Reform has been welcomed by the Moroccan public, with a survey last fall finding 80% percent of Moroccans believing that legalization for medical and non-intoxicating uses will have positive outcomes as Morocco becomes the second Arab country (after Lebanon in 2020) to legalize medical cannabis.

The identified goals for legalization include the social aim “to convert illicit crops that destroy the environment into sustainable legal activities that generate value, money, and employment.” Morocco hopes its legal markets to greatly benefit the region’s commonly impoverished farmers who number somewhere between 400,000 and 1 million, representing an estimated 10% percent of Morocco’s economy. Government projections include estimates for legal cannabis sales to reach between $420 million-$630 million by 2028. Whereas the region’s farmers reportedly received about 4% of the profits from Morocco’s illicit market, they would potentially enjoy 12% of the legal market’s revenues.

Identifying Socioeconomic Goals

The windfalls would include newly created jobs and tax revenues. In its World Drug Report 2019, the United Nations Office on Drugs and Crime (UNODC) estimated Morocco’s illegal exports to be worth about $8.84 billion (USD). Last year, the government estimated that its domestic cannabis industry could generate between $420 million-$630 million USD of product annually, with 3.1 million customers among Morocco’s population nearing 38 million. 

ANRAC intends to promote social benefits from legal cannabis by organising producers into cooperatives managing and sharing key contracts, and maintaining rights to sell to qualifying processing companies under state oversight. Other aims are to raise living standards for rural women of the Rif, and to leverage the traditional expertise of the region’s farmers as legacy growers. 

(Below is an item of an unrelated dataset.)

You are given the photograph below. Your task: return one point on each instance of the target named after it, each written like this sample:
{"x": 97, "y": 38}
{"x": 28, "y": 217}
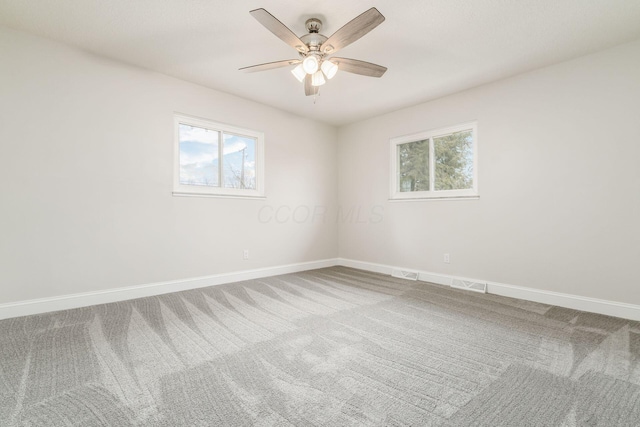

Environmentally, legalisation and the adoption of standards for eco-friendly cultivation could help mitigate illicit cultivators’ heavy use of synthetic fertilizers and irrigation systems which cause water stress and pollution.

Raising Its International Profile

Legalisation and its competition could also disrupt and displace the country’s drug lords while meantime moderating a rising potency in Morocco’s illegal cannabis exports, as noted by the European Monitoring Centre for Drugs and Drug Addiction (EMCDDA) in its European Drug Report 2019. Some hope for it to inspire an Arab Spring-style effect, influencing reforms in other Middle East and North African (MENA) states; Morocco’s having been elected the president of the 6th United Nations Environment Assembly (UNEA-6) for a two-year term automatically increases the international exposure of its cannabis policy.

Since Morocco’s geographical proximity has also led it to become part of the European Union’s European Neighbourhood Policy (ENP) – a mechanism for economic integration between the EU and its neighbours – its legal cannabis market could exceed practical expectations, though conservative interests including the PJD party have been a hindrance, and could regulatorily temper Morocco’s engagement with international markets.

Should Morocco’s cultivators see higher demand for flower than the hashish resin which is more easily adulterated and smuggled in the illicit market, production methods will need to accommodate.

Regardless, Morocco’s momentum towards medical legalisation will encourage international investors. Indeed, if anything, EU markets may need to temper supply which otherwise would lead to price declines. Morocco will need to anticipate and address competition between its legal and illegal industries, and it will need prepare to compete with other, more mature EU feeder markets (e.g., in the Caribbean and Colombia). Still and all, through ANRAC’s initiatives Morocco represents a prime candidate for leveraging reforms to transition from a long-established illegal market to enjoying socioeconomic advantages from the benefits of legal cannabis production.